La única manera de recordar algo inolvidable es repitiéndolo. Es decir, y en rigor, no recordándolo sino volviéndolo a experimentar, aun si el precio es la traición inevitable de los sentidos: la imposibilidad de una copia fiel.

Aunque sea otra, la esperanza es recuperar la pasión original. Y quizá por eso se agota el amor cuando las repeticiones se vuelven ritos vacíos: el original ha desaparecido del todo o nunca existió realmente.

Lo que no hemos aprendido es a repetir las cosas para hacerlas nuevas.

O bien: en algunas cosas solo tenemos derecho a una oportunidad, una sola, y esa es nuestra condena: nuestros ensayos no tienen ni continuidad ni finalidad.

Aquella noche, P. dio vuelta y me miró fijamente en la penumbra. La piel de sus dedos adquirió de repente un señorío inquietante: había ternura en esa violencia de amarse a ciegas.

Quizá intuíamos las trampas de la memoria y quisimos de una vez repetir aquello para hacerlo en ese momento inolvidable. Pero ya no lo conseguimos, no fue lo mismo o, como dicen: el momento (la “magia”) había pasado. Decidimos que sería mejor esperar, aunque no sabíamos si esperar qué o esperar cuánto.

Nos abrazamos todavía durante un rato más, semidesnudos y callados contra la pared, ahora tibia; y la noche terminaba, el fresco, el gallo a destiempo; sabíamos demasiado bien que todo eso llegaría un día muy próximo a ser solo un retrato en la memoria: algo, pues, no inolvidable sino irrepetible y sujeto a la flecha irreversible del tiempo.

Y hoy, ¿qué puedo hacer con este recuerdo? ¿Cuánta fiabilidad puede otorgarle? ¿Puedo atesorarlo, quizá, como si fuera una especie de inversión? Sé que jamás deparará frutos, que su valor no crecerá. Es el recuerdo de una riqueza perdida. ¿Y qué puede significar el recuerdo de una riqueza? Quizá, en el futuro, una plataforma para no enfermar de soledad, nada más...

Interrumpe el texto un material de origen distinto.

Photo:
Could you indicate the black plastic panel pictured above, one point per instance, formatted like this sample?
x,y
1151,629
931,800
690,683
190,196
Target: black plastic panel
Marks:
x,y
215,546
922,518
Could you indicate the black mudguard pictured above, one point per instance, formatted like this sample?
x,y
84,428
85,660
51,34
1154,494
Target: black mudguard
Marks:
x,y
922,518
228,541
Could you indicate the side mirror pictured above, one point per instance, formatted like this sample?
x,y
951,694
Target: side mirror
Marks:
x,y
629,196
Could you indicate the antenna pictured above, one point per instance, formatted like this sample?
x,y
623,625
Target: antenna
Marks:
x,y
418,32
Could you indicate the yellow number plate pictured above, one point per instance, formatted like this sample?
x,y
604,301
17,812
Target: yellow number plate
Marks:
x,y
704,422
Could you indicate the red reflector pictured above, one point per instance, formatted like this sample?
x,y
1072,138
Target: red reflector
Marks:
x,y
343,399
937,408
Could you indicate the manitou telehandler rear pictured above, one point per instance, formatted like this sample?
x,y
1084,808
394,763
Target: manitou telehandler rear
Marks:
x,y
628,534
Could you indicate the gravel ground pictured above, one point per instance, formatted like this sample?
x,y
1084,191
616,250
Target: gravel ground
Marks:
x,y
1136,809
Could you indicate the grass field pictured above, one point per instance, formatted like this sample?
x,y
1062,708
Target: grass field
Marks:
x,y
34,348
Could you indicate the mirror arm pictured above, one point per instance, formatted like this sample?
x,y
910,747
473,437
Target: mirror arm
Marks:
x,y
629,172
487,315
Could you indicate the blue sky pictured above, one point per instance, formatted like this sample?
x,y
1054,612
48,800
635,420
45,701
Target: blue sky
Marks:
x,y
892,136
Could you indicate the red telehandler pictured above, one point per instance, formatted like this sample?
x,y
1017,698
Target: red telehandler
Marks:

Y, sin embargo, soy débil: la inversión es a la vez nula y maravillosa. Quizá más que el recuerdo de lo que sentí, lo que ha podido arrastrar hasta aquí mi cuerpo sea el vacío mismo de aquella plenitud, aunque ya vaciado también de ella. Ahora el vacío también es paz; y la paz, como la indiferencia, nos evita sufrir. Aunque también nos priva de conocer otra vez el deseo.

Aquella noche sin tiempo, finalmente el gallo cantó un amanecer púrpura y frío; y el viento llegó con el día.

—Entremos.
—Sí —concordé. Hasta ese momento no habíamos hablado.